Richard Fleischer, George Lucas & Sci-Fi-Sozialismus
Die Öko-Dystopie "Soylent Green" (1973) zum Beispiel handelt von Überbevölkerung und Umweltverschmutzung. In reduzierten Farben entwirft sie eine Welt, in der Wasser, Nahrung und Wohnraum hart umkämpft sind und die Bevölkerung wie Abfall recycelt wird. Zentral für das Genre ist die Auseinandersetzung mit totalitären Systemen und allgegenwärtiger Überwachung wie in "1984" (1956), der ersten Kinoverfilmung von George Orwells bekanntem Roman.

Einprägsam zeichnet George Lucas in "THX 1138" (1971) eine technokratische Zukunftsvision von einer hocheffizienten und vollautomatisierten Gesellschaft, in der Gefühle und der freie Wille des Einzelnen durch Medikamente unterdrückt werden. In postapokalyptischen Filmen ist die Erde unbewohnbar. So haben sich in "O bi, o ba: Das Ende der Zivilisation" (1985) die Überlebenden einer atomaren Katastrophe unter die Erdoberfläche zurückgezogen.
Dänische Pioniere, japanische Entdeckungen
Der dänische Stummfilm "Das Himmelsschiff" von Holger-Madsen, der 1918 uraufgeführt wurde und damit zu den frühesten Science-Fiction-Filmen überhaupt gehört, beschwört noch die friedliche Vision von einer Mars-Erkundung und der Begegnung mit den dort lebenden Wesen.
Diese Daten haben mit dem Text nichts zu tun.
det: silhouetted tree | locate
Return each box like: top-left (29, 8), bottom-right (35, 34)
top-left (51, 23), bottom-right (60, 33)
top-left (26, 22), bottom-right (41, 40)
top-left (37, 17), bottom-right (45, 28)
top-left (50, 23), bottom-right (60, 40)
Freundlich wirken auch die seesternförmigen Außerirdischen in Kōji Shimas "Die Außerirdischen erscheinen in Tokio" (1956) oder Steven Spielbergs kindliche Wesen in "Unheimliche Begegnung der dritten Art" (1977).

Der Genreklassiker "Krieg der Welten" (1953) hingegen steht exemplarisch für bedrohliche Alien-Invasionen aus dem All. Künstliche Intelligenz, Androiden und Roboter werfen die Frage nach dem Unterschied zwischen Mensch und Maschine auf. Sie stellt sich auf düstere und erbarmungslose Weise auch in Marek Piestraks "Der Test des Piloten Pirx" (1979).

„Bei der Filmauswahl haben wir uns von den Themen unserer Ausstellung ‚Things to Come‘ inspirieren lassen. Die Retrospektive nimmt nun die Geschichte des Genres in den Blick und zeigt cineastische Vorstellungswelten auch aus Ländern wie Dänemark, Japan, Polen oder der Tschechoslowakei“, kommentiert Rainer Rother, Leiter der Retrospektive und Künstlerischer Direktor der Deutschen Kinemathek. Die Begleitpublikation zur Retrospektive erscheint erstmals ausschließlich in englischer Sprache. Der Band im Bertz + Fischer Verlag präsentiert Essays von internationalen Autoren, die den Science-Fiction-Film im Kontext von nationalen Kinematografien ergründen.